Rektor mengajak seluruh elemen pendidikan untuk menghidupkan kembali tradisi saling merangkul dan berdiskusi demi menguatkan semangat persatuan nasional yang telah dirintis sejak berdirinya Budi Utomo pada 20 Mei 1908. “Kalau kita ada persoalan, kita punya teman, kalau kita punya masalah, kita bisa berbagi, dan kalau kita menghadapi problem kehidupan, kita bisa ngudarasa, orang Jawa bilang begitu,” ajak Rektor.

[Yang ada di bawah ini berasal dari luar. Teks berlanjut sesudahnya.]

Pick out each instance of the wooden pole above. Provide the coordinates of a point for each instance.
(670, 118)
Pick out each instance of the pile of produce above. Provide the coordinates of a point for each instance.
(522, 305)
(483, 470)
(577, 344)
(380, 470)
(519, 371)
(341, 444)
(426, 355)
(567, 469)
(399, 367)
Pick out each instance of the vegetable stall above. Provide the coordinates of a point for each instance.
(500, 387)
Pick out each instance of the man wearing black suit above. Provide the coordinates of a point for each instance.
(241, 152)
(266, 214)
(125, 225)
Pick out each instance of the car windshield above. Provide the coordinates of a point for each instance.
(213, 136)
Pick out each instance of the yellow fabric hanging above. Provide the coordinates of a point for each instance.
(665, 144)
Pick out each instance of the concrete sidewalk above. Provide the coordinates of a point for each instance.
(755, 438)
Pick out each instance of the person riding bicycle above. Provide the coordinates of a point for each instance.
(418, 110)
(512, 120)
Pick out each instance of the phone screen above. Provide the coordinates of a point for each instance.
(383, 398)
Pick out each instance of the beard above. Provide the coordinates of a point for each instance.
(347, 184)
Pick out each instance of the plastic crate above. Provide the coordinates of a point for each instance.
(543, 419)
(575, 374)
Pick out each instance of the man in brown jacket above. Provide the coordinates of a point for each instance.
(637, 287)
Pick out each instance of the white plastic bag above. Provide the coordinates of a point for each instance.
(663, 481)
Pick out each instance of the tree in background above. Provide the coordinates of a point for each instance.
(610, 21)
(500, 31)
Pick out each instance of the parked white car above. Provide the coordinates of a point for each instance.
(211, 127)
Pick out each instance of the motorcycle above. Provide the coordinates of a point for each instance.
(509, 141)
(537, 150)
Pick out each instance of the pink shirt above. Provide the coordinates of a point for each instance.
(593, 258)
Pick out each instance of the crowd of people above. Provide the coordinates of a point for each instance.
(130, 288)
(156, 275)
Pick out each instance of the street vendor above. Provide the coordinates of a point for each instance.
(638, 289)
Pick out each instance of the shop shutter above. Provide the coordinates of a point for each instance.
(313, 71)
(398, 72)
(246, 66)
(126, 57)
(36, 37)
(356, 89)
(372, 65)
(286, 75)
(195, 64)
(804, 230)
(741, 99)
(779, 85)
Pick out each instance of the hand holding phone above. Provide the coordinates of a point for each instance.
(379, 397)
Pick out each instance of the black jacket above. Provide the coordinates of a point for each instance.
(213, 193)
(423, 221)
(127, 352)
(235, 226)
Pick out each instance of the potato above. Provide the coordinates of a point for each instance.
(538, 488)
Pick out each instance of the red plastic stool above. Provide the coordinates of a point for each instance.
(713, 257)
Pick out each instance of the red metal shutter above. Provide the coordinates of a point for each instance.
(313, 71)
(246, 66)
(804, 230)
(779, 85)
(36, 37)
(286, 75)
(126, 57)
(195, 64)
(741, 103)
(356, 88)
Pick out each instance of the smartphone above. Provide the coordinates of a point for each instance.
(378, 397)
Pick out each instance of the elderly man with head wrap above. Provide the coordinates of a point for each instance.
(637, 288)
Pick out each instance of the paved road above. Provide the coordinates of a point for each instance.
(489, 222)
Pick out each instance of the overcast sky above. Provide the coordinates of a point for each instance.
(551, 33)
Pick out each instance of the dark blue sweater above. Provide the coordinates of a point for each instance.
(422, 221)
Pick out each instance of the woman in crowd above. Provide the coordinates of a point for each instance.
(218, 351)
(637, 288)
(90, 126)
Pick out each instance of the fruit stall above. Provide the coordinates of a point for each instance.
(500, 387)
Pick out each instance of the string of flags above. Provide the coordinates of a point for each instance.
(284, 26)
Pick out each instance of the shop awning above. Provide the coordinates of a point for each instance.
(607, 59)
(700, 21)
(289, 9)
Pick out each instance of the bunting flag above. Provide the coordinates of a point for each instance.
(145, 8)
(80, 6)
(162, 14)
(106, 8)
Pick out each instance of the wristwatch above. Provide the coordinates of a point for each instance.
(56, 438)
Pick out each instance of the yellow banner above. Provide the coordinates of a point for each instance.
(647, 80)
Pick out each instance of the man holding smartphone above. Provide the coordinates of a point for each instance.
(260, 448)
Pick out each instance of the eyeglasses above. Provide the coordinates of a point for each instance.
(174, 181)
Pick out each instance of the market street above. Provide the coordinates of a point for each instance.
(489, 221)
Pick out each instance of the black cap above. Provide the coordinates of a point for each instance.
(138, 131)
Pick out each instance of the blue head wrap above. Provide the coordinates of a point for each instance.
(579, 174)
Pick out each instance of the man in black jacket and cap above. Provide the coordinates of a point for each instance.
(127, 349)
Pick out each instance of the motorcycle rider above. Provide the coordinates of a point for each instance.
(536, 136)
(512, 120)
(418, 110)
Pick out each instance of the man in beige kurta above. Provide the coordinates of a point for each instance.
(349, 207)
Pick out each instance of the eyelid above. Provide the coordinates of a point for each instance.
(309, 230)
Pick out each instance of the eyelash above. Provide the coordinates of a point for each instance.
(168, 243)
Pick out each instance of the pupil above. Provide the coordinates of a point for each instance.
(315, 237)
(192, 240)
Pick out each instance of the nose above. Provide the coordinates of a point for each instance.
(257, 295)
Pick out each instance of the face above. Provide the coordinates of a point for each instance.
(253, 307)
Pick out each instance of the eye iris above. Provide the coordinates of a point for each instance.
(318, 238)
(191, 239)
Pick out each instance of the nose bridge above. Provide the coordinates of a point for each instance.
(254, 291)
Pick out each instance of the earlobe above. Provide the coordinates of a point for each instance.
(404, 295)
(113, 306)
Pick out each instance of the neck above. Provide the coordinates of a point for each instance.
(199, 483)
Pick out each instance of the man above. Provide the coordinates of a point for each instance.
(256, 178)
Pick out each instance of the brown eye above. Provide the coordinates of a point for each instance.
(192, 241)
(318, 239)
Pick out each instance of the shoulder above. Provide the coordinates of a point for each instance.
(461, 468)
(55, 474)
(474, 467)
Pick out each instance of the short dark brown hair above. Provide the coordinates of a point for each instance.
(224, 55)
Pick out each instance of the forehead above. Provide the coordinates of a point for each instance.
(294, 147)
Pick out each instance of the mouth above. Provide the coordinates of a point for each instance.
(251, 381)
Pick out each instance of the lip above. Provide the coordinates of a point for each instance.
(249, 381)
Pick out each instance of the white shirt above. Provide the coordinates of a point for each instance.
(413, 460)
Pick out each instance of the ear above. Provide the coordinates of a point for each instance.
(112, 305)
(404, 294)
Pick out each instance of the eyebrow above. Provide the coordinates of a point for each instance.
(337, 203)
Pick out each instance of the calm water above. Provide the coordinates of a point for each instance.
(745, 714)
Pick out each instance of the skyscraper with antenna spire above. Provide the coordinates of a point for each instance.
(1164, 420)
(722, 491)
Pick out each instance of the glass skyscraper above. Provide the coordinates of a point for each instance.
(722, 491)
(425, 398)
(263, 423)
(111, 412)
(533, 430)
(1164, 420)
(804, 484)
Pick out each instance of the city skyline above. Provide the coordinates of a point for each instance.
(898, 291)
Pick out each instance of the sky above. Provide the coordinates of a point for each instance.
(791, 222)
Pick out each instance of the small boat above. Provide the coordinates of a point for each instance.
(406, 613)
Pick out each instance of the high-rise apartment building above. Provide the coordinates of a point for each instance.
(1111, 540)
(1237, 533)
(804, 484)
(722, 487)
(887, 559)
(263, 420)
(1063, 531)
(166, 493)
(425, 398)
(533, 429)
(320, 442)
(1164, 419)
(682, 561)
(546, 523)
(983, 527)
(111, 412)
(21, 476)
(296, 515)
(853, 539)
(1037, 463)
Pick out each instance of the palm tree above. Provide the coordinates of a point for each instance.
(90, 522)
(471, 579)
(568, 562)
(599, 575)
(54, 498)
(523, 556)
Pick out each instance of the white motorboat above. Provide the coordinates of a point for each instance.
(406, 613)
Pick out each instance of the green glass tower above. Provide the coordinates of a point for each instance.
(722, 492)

Sarasehan ini menghadirkan dua narasumber berkompeten, yaitu Dr Hari Kusuma Satria Negara SE MAcc Ak CPA (dari UPN Yogyakarta dan Alumni Lemhannas 218) yang membawakan materi berjudul “Peran Generasi Muda sebagai Penjaga Stabilitas Nasional dan Sosial”.
Narasumber kedua adalah Rr Yudiswara Ayu Permatasari MPhil (dari ISI Yogyakarta dan Alumni Lemhannas 218) dengan materi berjudul ‘Jadi Indonesia di Tengah Budaya Global: Peran Generasi Muda Menjaga Identitas Bangsa’. Jalannya diskusi dipandu oleh Della Nanda Luthfiana SM MBA (dari UJB dan Alumni Lemhannas 218) selaku moderator.
Ketua Panitia Sarasehan Kebangsaan sekaligus Wakil Rektor III UJB, Sunarya Raharja SH MHum, mengatakan bahwa kegiatan ini merupakan hasil kerja sama antara UJB dan Forum Pimpinan Bidang Kemahasiswaan (Forpimawa) DIY.
Kegiatan diikuti ratusan peserta meliputi mahasiswa UJB, mahasiswa perguruan tinggi se-DIY serta siswa SMA/SMK dan guru pendamping se-DIY. “Kegiatan ini sengaja digelar untuk menumbuhkan kembali jiwa nasionalisme dan patriotisme di dalam kalbu para mahasiswa serta pelajar,” ujarnya.
Sementara itu, Ketua Umum Forpimawa DIY, Dr Gatot Sugiharto SH MM memberikan apresiasi tinggi kepada UJB. Ia mengingatkan bahwa para pelajar dan mahasiswa merupakan miniatur bangunan bangsa yang akan memegang tampuk pemerintahan dalam 20 hingga 30 tahun ke depan melalui pengamalan nyata nilai-nilai Pancasila.
Arah strategis juga disampaikan oleh Kepala LLDikti Wilayah V, Prof Setyabudi Indartono PhD yang mendorong kampus dan sekolah di DIY untuk mereplikasi agenda Bela Negara. “Langkah ini penting demi menyongsong Indonesia Emas 2045 sekaligus menjadikan Yogyakarta sebagai barometer karakter bangsa,” katanya.